The owner of Center Parcs is said to be rushing to complete a sale after it was revealed the UK holiday resorts chain had passed the deadline for its final bid without any formal offers being made.
The Financial Times reported three remaining bidders, private equity groups Antin Infrastructure Partners and KSL Capital Partners (who bought the parent company of Pig hotels in April 2022) and Singaporean sovereign wealth fund GIC, did not make formal offers, despite being expected to have submitted second-round bids by the end of last month.
The paper added advisers to Brookfield, the Canadian private equity group that put the resort up for sale with a price tag of almost £5b this May, are in the process of building a consortium of bidders to spread the cost of the deal, dubbed ‘Project Redwood’.
Brookfield first bought the business in 2015 from US private equity firm Blackstone for £2.4b.

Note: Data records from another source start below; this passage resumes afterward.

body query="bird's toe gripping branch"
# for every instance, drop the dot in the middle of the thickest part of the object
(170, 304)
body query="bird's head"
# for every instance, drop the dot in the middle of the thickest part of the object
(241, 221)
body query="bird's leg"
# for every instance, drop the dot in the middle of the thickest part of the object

It comes after Center Parcs announced it continues to search for a suitable site for a holiday village in the south-east of England last month, despite previous plans being scrapped.
The holiday parks also reported a record year of trading, with revenue up 18% over the 12 months to 20 April 2023.
Center Parcs was founded in 1968 in the Netherlands and runs five UK sites: Whinfell Forest in the Lake District, Sherwood Forest in Nottinghamshire, Longleat Forest in Wiltshire, Elveden Forest in Suffolk, and Woburn Forest in Bedfordshire. It also has a resort near Ballymahon in Ireland.
Brookfield has been contacted for comment.